Much of this is exactly the same as in the previous games. The look is still the same, with an appealingly colourful, jolly cartoon design to characters and units. There are small touches to remind you that this is a more powerful system – battlefields on the bottom screen now have a slightly three-dimensional aspect to them, for example – but they’re barely noticeable. Not that it matters, as the visuals were more or less perfected with earlier games in the series. The most important thing is that you can tell unit types and terrain features apart from each other at a glance, and that the small amount of essential statistical information is presented clearly.
Instead of beefing up the graphics, the DS has been used to bring new additions to the gameplay. Certain of the battles now take place on two fronts, with one visible on each screen. During most of these, the fight on the upper screen will be commanded by an AI partner, although a few missions in the campaign allow you to fight on both fronts yourself. This is the most drastic of the changes to the gameplay and it’s a shame that it’s not used more often. Instead, the upper screen is frequently used to present information about selected units or terrain features. It’s nice to have that information present without having to go into the menus, but it’s nothing particularly imaginative.
The most important thing that the new hardware has brought to the series is touchscreen control. The entire game (with the exception of one or two of the submenus) can be played with the stylus, bringing an immediacy that was perhaps missing from the earlier entries in the series. The increased physicality involved in commanding your troops allows you to feel more involved with the miniature wars. The touchscreen is so well implemented that it’s obvious this was a game that Nintendo had in mind when it designed its hardware. Bar the odd accidental double tap that can lead to your issuing an order you didn’t mean to and the aforementioned submenus, it’s flawless.
This is also the most generous iteration of the series so far – and they’ve never been particularly stingy. Points gained in the campaign can be spent on a huge number of new maps, powers, colour schemes and background wallpapers. New maps can be played in the War Room, success in which provides you with yet more points to spend. War Room battles can be configured however you desire, meaning there’s always something else to try.
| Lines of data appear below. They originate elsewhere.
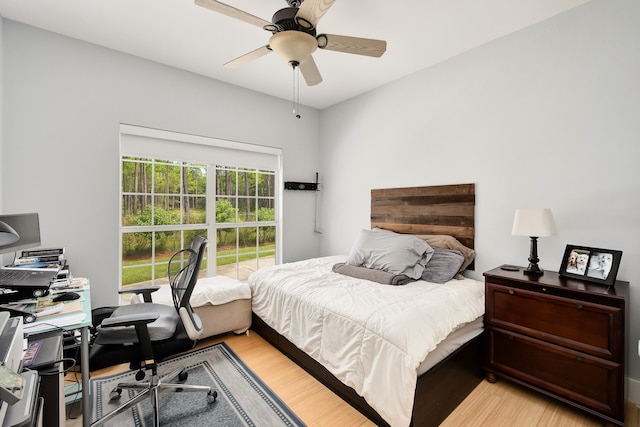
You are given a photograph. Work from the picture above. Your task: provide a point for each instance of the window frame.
(139, 142)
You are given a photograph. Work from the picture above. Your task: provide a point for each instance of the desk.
(70, 322)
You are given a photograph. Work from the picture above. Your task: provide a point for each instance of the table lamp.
(537, 222)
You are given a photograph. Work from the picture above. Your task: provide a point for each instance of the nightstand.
(561, 337)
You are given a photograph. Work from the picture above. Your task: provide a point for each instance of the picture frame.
(591, 264)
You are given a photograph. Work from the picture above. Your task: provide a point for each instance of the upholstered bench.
(223, 304)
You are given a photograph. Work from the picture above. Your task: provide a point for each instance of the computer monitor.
(19, 231)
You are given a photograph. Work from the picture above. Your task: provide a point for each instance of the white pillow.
(391, 252)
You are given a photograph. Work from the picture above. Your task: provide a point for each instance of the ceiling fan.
(294, 36)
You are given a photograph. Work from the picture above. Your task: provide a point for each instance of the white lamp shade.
(535, 222)
(293, 46)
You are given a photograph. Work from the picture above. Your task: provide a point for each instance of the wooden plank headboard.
(441, 209)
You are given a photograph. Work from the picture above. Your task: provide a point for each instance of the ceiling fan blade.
(231, 11)
(248, 57)
(357, 45)
(310, 72)
(311, 11)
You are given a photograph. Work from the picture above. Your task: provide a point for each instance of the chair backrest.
(183, 282)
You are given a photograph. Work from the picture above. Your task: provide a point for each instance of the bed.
(368, 350)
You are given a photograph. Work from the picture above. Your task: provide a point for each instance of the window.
(245, 221)
(166, 199)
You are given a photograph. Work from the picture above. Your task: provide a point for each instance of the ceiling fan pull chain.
(296, 90)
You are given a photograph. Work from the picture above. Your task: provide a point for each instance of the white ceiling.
(184, 35)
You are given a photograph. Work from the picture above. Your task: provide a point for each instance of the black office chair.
(144, 334)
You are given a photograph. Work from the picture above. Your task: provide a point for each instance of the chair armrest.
(146, 292)
(130, 320)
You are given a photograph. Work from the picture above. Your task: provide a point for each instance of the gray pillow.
(443, 265)
(391, 252)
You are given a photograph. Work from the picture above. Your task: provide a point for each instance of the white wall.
(546, 117)
(63, 103)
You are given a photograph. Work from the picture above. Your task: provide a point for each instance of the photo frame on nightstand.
(591, 264)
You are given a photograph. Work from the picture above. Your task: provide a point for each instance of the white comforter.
(372, 337)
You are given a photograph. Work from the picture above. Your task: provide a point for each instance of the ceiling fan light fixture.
(293, 46)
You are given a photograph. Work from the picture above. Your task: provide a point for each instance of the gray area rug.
(243, 399)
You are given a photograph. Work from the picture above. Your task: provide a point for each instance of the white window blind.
(138, 141)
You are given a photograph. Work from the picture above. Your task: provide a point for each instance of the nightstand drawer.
(582, 378)
(583, 326)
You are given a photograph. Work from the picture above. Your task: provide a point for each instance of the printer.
(25, 411)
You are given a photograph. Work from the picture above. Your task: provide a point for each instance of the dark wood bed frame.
(447, 209)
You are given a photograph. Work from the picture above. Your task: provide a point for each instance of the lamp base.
(534, 269)
(533, 259)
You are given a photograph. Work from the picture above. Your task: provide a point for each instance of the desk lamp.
(537, 222)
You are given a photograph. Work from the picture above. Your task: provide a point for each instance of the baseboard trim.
(633, 391)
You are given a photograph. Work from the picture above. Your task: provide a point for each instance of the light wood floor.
(495, 405)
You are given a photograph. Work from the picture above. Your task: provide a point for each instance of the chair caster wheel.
(115, 393)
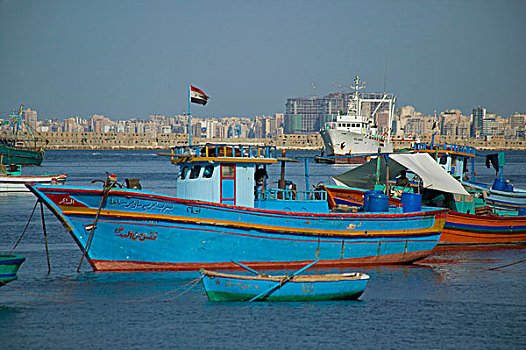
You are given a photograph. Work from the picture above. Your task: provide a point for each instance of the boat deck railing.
(445, 147)
(226, 151)
(280, 194)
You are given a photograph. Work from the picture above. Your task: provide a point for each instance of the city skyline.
(132, 59)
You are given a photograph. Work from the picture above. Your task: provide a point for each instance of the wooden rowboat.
(229, 287)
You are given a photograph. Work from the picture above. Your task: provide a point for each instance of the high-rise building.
(304, 115)
(479, 114)
(30, 117)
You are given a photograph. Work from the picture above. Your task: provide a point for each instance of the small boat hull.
(229, 287)
(9, 265)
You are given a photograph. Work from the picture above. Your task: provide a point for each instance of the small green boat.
(9, 265)
(16, 150)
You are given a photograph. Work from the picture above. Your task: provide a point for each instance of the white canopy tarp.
(433, 176)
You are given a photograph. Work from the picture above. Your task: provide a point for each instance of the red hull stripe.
(106, 265)
(230, 208)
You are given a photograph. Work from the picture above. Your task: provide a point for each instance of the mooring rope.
(192, 283)
(503, 266)
(40, 297)
(14, 298)
(196, 281)
(25, 228)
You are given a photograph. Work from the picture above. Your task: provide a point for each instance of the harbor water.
(456, 298)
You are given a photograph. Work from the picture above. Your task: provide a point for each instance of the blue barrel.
(378, 202)
(411, 202)
(366, 196)
(499, 185)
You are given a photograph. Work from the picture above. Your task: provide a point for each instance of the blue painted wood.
(142, 230)
(230, 287)
(282, 282)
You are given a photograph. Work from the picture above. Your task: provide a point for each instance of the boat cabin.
(237, 175)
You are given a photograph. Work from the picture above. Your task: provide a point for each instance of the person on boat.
(402, 180)
(260, 177)
(465, 175)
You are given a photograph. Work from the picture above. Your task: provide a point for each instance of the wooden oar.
(283, 281)
(246, 267)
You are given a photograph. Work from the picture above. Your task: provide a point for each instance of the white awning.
(433, 176)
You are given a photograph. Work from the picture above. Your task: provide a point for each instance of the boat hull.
(459, 228)
(9, 265)
(21, 156)
(140, 230)
(224, 287)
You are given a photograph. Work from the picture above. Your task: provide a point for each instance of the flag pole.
(189, 118)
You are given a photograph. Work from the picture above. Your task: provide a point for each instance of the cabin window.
(184, 172)
(194, 173)
(209, 170)
(227, 171)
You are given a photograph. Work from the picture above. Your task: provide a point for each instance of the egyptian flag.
(197, 96)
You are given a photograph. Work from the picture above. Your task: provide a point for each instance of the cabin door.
(228, 184)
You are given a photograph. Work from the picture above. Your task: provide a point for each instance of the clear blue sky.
(123, 58)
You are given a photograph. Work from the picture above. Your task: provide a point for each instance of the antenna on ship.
(339, 86)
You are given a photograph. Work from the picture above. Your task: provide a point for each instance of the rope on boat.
(110, 181)
(503, 266)
(25, 228)
(45, 237)
(192, 284)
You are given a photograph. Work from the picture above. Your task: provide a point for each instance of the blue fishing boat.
(501, 197)
(9, 265)
(262, 287)
(225, 210)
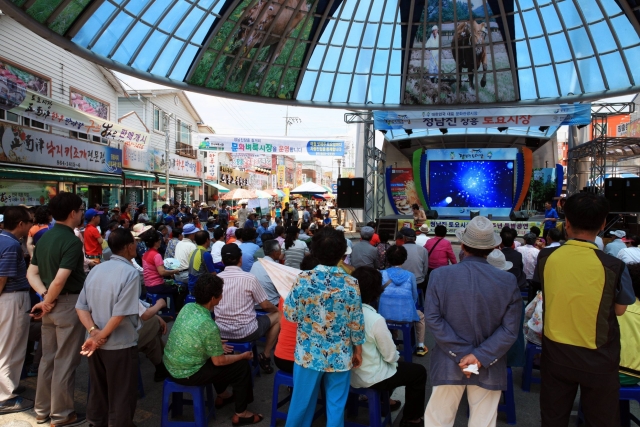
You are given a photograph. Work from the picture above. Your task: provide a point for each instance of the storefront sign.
(27, 146)
(53, 113)
(267, 145)
(14, 193)
(548, 115)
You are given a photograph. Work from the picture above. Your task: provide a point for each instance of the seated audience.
(195, 354)
(400, 295)
(380, 367)
(236, 315)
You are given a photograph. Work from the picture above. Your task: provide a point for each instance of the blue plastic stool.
(408, 340)
(242, 347)
(377, 401)
(170, 310)
(203, 410)
(509, 405)
(527, 370)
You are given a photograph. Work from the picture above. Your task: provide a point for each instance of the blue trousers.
(306, 384)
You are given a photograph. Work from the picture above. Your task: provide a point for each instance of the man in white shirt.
(184, 249)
New for this version are the Combat and Survival modes. The first of these is little more than a temporary distraction, its real-time, arcade reinterpretation of the main game feeling too light and inconsequential for it to be anything other than a snack between meals. The second provides a puzzle-style twist on the regular game, requiring you to make your way through a set number of battles with a limit on money, turns or units. As a result, it’s a mode that feels more restrictive than the others – battles are more likely to have one solution, with less of the freedom that’s present in the main game – but may appeal more to those who find the others daunting.
Throw the endlessly customisable multiplayer modes and the extensive mapmaker into the mix, and you’ve got a game that could honestly last forever. It may not do anything particularly new, but it’s the most expansive and enjoyable Wars to date. Equal parts Cannon Fodder and chess, the tagline from the advert for the former provides an apt summary: war has never been so much fun.